10. Again, the authors after hotspring water analysis do not tried to "reproduce" this water in a laboratory starting from milliQ water and dissolving appropriate concentration of salts.
We did try mimicking the ionic content of the hot spring waters in the lab, starting with milli-Q water as the solvent. However, it was very difficult to maintain a constant pH over the course of the experiment as there is no buffering agent in the milli-Q water. To give an example, we started with only milli-Q water with pH adjusted to 8.4 using NaOH. After addition of the fatty acid, the pH reduces to 6.5 and this pH does not support the formation of vesicles from pure oleic acid system (even at 6mM concentration that is way above the CVC of this system). We, however, did see some vesicles when we used mixed fatty acid system of oleic acid and its glycerol derivative (6 mM; 2:1 ratio).
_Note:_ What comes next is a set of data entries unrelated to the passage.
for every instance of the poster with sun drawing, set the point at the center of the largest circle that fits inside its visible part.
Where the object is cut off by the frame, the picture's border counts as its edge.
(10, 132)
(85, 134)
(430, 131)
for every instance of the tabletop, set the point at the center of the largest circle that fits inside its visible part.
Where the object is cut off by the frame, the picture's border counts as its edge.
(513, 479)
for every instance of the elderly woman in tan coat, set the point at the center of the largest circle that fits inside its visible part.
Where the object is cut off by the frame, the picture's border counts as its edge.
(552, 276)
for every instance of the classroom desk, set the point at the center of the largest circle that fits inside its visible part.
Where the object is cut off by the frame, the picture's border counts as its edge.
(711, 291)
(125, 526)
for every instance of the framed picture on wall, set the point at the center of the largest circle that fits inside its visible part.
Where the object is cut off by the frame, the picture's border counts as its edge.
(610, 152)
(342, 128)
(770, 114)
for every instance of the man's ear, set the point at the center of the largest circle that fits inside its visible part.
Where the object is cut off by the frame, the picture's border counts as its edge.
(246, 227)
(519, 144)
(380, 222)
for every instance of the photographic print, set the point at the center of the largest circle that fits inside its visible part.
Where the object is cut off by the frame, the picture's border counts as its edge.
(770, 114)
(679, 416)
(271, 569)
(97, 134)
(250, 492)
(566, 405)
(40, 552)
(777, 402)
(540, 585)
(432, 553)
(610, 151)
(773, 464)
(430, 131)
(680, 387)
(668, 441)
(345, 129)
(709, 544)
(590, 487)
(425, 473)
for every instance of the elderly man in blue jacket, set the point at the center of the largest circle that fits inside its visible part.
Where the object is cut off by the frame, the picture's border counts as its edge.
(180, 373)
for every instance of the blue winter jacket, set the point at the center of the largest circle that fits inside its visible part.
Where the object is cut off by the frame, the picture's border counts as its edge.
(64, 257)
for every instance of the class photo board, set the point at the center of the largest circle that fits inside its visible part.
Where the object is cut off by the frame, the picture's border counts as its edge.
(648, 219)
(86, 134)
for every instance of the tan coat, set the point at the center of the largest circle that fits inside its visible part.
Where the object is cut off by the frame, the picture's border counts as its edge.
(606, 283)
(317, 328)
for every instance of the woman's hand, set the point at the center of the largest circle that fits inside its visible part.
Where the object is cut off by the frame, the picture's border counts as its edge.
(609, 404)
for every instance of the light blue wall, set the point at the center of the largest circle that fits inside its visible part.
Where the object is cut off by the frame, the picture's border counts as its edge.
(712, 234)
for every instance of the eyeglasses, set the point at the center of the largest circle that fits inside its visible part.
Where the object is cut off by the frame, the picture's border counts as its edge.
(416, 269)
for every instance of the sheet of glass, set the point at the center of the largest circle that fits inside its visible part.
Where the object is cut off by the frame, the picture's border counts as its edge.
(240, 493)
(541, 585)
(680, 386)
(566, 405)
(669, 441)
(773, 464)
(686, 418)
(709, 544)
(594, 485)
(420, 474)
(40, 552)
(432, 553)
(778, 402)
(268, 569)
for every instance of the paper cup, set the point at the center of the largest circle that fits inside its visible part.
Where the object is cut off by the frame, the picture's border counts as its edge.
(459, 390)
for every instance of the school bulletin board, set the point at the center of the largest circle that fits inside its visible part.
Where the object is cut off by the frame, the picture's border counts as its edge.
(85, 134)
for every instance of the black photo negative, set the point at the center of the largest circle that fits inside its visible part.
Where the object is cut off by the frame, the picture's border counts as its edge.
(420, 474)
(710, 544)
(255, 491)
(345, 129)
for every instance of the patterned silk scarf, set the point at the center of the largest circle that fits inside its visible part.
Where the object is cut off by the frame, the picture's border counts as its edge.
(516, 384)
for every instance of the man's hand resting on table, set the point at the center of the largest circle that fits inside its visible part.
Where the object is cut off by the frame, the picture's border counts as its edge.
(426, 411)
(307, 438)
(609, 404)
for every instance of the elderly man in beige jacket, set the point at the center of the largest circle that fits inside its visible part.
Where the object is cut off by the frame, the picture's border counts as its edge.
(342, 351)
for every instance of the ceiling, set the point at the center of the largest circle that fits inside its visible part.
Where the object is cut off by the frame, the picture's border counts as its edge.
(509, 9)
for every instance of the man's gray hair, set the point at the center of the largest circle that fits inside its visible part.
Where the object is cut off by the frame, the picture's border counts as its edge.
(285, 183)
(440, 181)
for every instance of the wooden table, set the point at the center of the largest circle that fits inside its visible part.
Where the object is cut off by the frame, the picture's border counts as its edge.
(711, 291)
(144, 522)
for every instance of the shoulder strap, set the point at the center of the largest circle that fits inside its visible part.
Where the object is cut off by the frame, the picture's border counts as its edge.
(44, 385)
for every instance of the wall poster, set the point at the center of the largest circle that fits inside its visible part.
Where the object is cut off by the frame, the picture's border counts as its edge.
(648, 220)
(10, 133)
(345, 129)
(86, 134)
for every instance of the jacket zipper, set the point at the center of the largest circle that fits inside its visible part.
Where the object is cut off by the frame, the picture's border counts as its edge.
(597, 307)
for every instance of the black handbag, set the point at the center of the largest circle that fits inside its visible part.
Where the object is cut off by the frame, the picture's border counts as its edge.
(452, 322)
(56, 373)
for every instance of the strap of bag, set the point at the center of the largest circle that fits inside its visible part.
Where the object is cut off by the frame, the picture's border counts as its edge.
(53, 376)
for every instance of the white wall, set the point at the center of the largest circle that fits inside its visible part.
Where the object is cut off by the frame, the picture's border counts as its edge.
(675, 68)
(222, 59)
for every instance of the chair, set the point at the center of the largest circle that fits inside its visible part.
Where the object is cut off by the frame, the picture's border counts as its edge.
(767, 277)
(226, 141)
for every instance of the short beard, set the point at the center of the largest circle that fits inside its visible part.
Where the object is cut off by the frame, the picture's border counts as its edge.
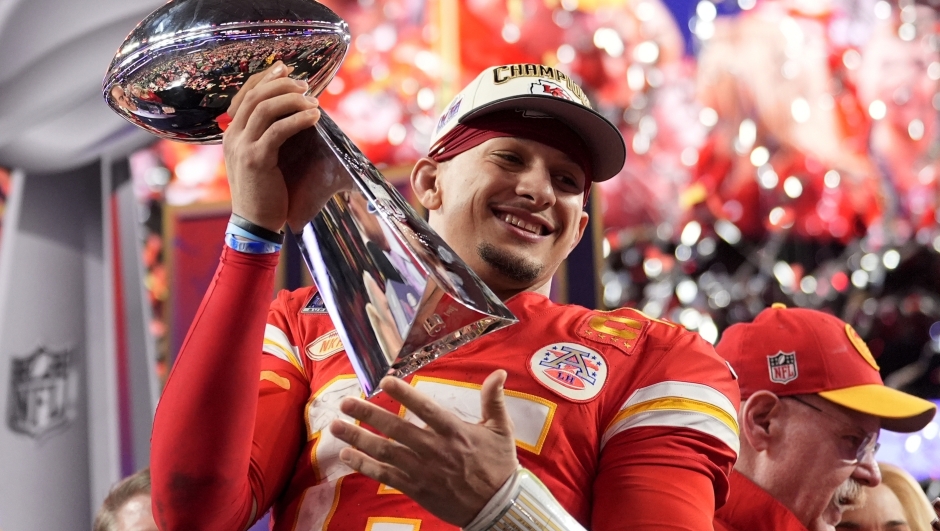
(849, 495)
(516, 268)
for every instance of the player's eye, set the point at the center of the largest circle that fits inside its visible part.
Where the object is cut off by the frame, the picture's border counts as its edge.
(509, 157)
(568, 182)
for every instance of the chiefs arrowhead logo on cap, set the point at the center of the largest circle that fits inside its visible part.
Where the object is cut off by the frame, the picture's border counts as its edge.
(547, 88)
(860, 346)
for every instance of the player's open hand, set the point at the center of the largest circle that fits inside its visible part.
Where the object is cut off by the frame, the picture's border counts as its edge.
(273, 175)
(450, 467)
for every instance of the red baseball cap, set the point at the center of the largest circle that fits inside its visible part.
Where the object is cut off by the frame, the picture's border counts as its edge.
(794, 351)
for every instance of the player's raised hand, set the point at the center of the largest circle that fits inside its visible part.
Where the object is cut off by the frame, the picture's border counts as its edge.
(450, 467)
(273, 175)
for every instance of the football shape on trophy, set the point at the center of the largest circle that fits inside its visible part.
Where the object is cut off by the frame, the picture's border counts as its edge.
(398, 295)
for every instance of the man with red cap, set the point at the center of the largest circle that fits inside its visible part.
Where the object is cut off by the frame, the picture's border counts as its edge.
(569, 418)
(812, 406)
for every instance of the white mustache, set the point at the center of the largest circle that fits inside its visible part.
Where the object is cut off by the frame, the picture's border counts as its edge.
(849, 495)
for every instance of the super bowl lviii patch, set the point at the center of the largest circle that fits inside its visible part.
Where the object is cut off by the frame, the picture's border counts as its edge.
(782, 367)
(572, 371)
(315, 304)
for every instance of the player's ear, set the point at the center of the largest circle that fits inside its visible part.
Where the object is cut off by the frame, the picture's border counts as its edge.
(425, 183)
(760, 419)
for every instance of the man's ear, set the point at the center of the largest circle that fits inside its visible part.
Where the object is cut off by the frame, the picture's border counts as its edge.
(582, 224)
(425, 183)
(760, 418)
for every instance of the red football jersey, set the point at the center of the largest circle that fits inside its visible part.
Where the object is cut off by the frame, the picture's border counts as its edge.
(600, 401)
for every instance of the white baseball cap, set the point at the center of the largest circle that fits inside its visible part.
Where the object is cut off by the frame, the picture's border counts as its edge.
(538, 91)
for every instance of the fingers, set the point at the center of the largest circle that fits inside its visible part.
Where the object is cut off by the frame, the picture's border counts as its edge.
(493, 403)
(271, 72)
(436, 417)
(389, 424)
(273, 102)
(378, 448)
(376, 470)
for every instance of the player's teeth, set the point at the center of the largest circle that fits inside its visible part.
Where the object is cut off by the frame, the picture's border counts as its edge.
(513, 220)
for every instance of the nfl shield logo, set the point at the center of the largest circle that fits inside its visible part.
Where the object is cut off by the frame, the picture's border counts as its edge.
(40, 394)
(782, 366)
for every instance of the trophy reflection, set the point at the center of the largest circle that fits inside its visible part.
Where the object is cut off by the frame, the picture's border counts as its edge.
(397, 294)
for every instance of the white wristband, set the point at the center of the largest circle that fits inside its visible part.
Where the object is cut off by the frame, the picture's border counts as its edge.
(497, 505)
(524, 502)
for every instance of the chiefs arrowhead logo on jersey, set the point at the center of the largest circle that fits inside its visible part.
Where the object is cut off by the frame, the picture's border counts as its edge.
(573, 371)
(547, 88)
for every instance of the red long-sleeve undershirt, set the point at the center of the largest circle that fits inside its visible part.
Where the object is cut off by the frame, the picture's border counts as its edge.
(202, 433)
(201, 456)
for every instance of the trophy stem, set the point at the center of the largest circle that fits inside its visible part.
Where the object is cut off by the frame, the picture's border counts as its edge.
(398, 295)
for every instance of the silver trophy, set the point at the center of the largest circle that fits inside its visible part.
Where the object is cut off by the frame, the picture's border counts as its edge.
(398, 295)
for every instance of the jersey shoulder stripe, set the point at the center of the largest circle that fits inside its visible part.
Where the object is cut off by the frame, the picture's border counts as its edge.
(277, 344)
(678, 404)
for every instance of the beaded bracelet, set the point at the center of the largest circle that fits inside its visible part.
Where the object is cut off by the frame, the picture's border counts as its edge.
(249, 246)
(257, 230)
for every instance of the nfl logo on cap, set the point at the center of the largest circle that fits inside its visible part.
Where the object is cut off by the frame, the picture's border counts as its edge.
(782, 367)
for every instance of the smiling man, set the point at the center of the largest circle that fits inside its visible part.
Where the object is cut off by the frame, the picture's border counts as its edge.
(813, 406)
(571, 418)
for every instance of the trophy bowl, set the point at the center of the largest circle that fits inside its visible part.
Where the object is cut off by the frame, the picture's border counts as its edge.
(397, 294)
(177, 71)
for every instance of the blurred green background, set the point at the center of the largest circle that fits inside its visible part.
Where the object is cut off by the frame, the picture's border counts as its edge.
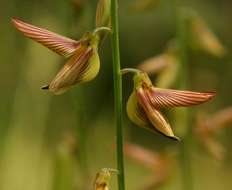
(40, 143)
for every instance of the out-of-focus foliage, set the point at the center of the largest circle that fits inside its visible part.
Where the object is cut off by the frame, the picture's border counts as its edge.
(33, 123)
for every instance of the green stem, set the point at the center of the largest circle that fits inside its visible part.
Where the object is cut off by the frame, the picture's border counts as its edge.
(185, 156)
(117, 91)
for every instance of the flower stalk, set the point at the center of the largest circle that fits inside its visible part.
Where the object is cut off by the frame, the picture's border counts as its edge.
(117, 91)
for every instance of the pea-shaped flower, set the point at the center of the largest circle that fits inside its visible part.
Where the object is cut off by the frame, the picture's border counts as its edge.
(103, 177)
(83, 64)
(145, 102)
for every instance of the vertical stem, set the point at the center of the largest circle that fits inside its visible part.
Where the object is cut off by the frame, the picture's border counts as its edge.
(185, 156)
(117, 91)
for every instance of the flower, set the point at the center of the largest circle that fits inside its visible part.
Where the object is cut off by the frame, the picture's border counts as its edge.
(165, 64)
(158, 163)
(103, 178)
(83, 64)
(145, 102)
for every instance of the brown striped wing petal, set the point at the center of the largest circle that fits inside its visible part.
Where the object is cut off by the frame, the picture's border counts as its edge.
(78, 69)
(57, 43)
(177, 98)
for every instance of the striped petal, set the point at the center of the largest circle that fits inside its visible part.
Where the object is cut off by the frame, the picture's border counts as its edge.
(83, 66)
(157, 120)
(57, 43)
(176, 98)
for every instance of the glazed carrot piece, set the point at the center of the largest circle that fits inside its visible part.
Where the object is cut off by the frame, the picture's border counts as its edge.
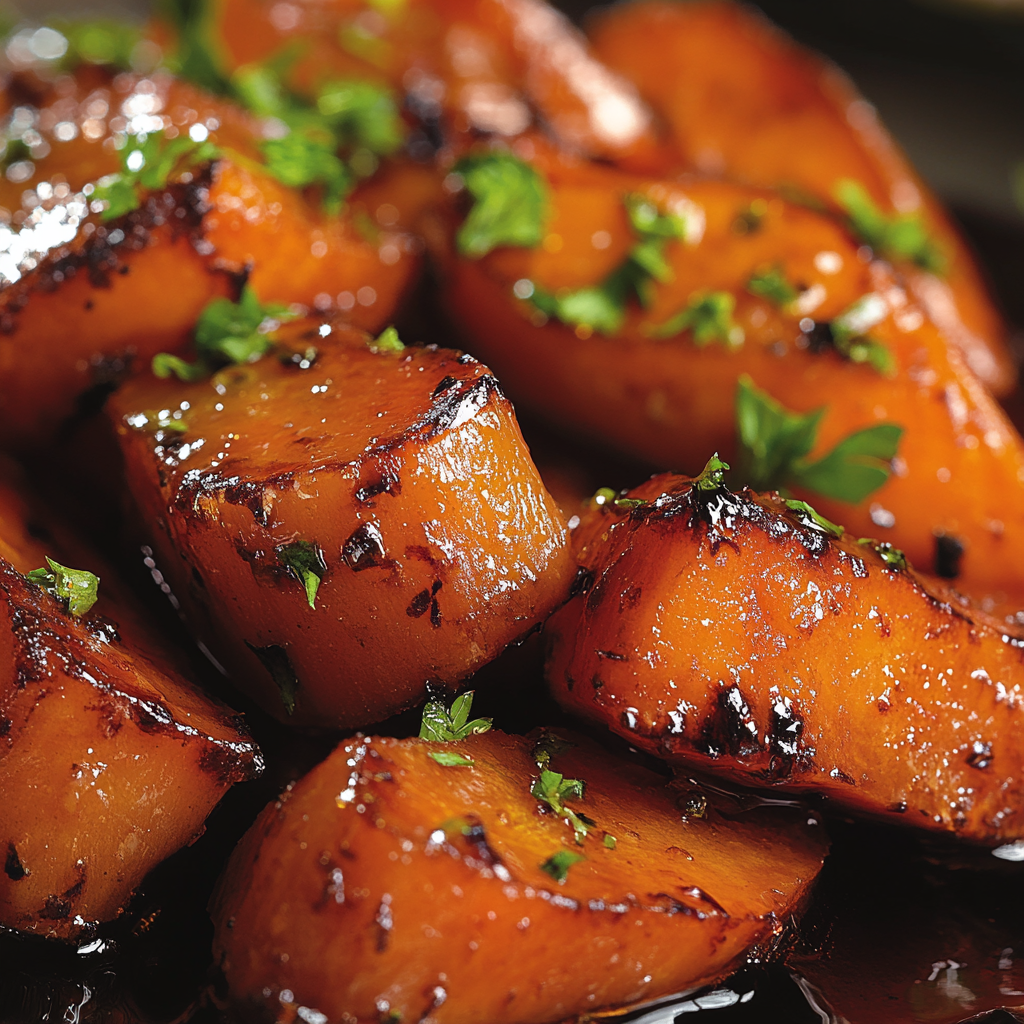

This, for us, strengthens the fact that glycerol derivative provides a stabilizing effect to the fatty acid system and this has been discussed in detail in our manuscript. Furthermore, the “instable pH problem” becomes compounded when salts of different acids and bases are added to the milli-Q water, as each salt has its own effect on the pH. Additionally, there could be other ions in the hot spring samples that are present in really trace concentrations, which might have gone undetected in our analysis. The combination of all the major and minor ions present could potentially have a combined effect on the formation and stability of fatty acid vesicles in the hot spring samples. For these reasons, it is non-trivial to test the individual effect of all the different major and minor ions that are present in these hot spring water samples by mimicking their concentrations in milli-Q water.
Round 2
Reviewer 1 Report
The Authors replied to all my observations and changed the manuscript correspondingly. My suggestion is to accept the paper in the present form
Reviewer 3 Report
I do appreciate the efforts done by the authors for the preparation of this novel version of the manuscript, that results better respect to the first (and non acceptable) submission.